Under the first heading (a), there is "the lack of prompt legal access for an increasing number of persons detained for wide range of alleged offences or crimes" including organised crime or terrorism; the failure to respect the rights of people held in police custody; a distorted "esprit de corps" that encourages cover-ups and efforts to obstruct the identification of officers responsible for certain acts; and the failure by internal police complaints mechanisms to investigate allegations of ill-treatment, disputed shootings or deaths in custody "promptly, thoroughly and impartially".

With regards to the failings of the criminal justice system (b), the report highlights the criminal justice system's failure to address allegations of racist abuse or discriminatory conduct by law enforcement officers adequately (as the offences are often accompanied by racist and/or discriminatory behaviour); the failure by prosecution services to bring effective prosecutions against law enforcement officers accused of serious human rights violations; questionable interpretations of notions of "legitimate defence", "necessity" and of lack of training to justify lenient sentencing "which does not reflect the gravity of offences", or acquittals; and the lack of adequate appeal mechanisms.
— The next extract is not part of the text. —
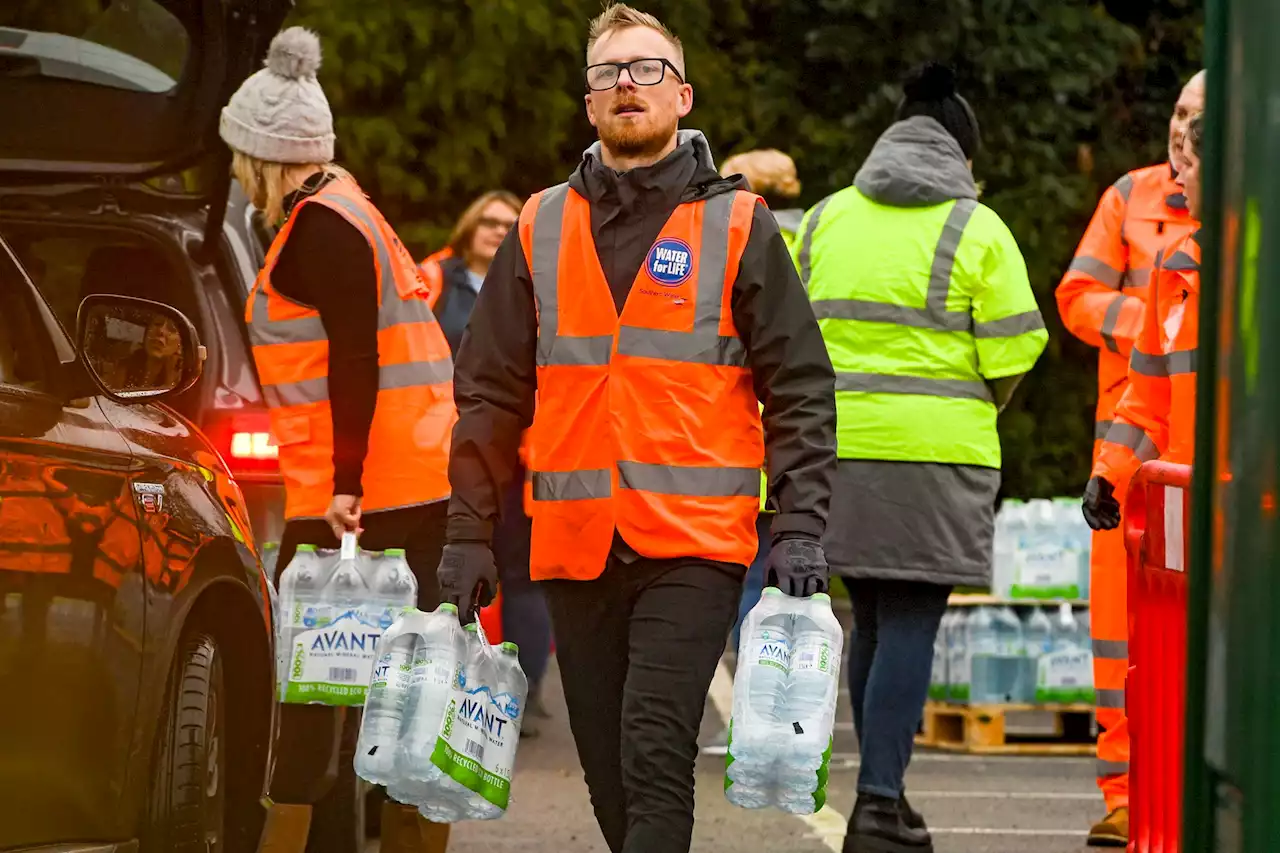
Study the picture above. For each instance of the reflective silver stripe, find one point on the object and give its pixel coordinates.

The difficulty that victims of police abuses experience when seeking judicial redress also involve accountability and transparency (c), or the lack of these. Here, the Amnesty report focuses on the difficulty of registering complaints against police officers and the frequent use of counter-claims to intimidate plaintiffs (see Statewatch Vol. 14 no. 6); the failure to establish an independent mechanism to investigate serious human rights violations by law enforcement officers; and the failure by courts to publish reasons for their decisions. The authors note that, in almost all of the cases brought to their attention, the people on the receiving end of police violence are from ethnic minority backgrounds. Although this is not presented as "evidence" of "institutional racism", it is deemed to demonstrate the existence of:

a pattern, whereby reckless conduct has taken place, or a "series of blunders" to use a phrase common in the courts to justify light or nominal sentences - have been predominantly made against such persons.

This is viewed as a factor that heightens mistrust between people living in "sensitive areas" (where most of the alleged police abuses take place) and the police.

The report outlines a number of cases (both recent and more dated) and of the judicial proceedings that they have given rise to, to illustrate the failings in various stages of the justice system with regards to illegal acts carried out by the police, which give rise to an "effective impunity" for officers which, among other things, contravenes France's international human rights commitments.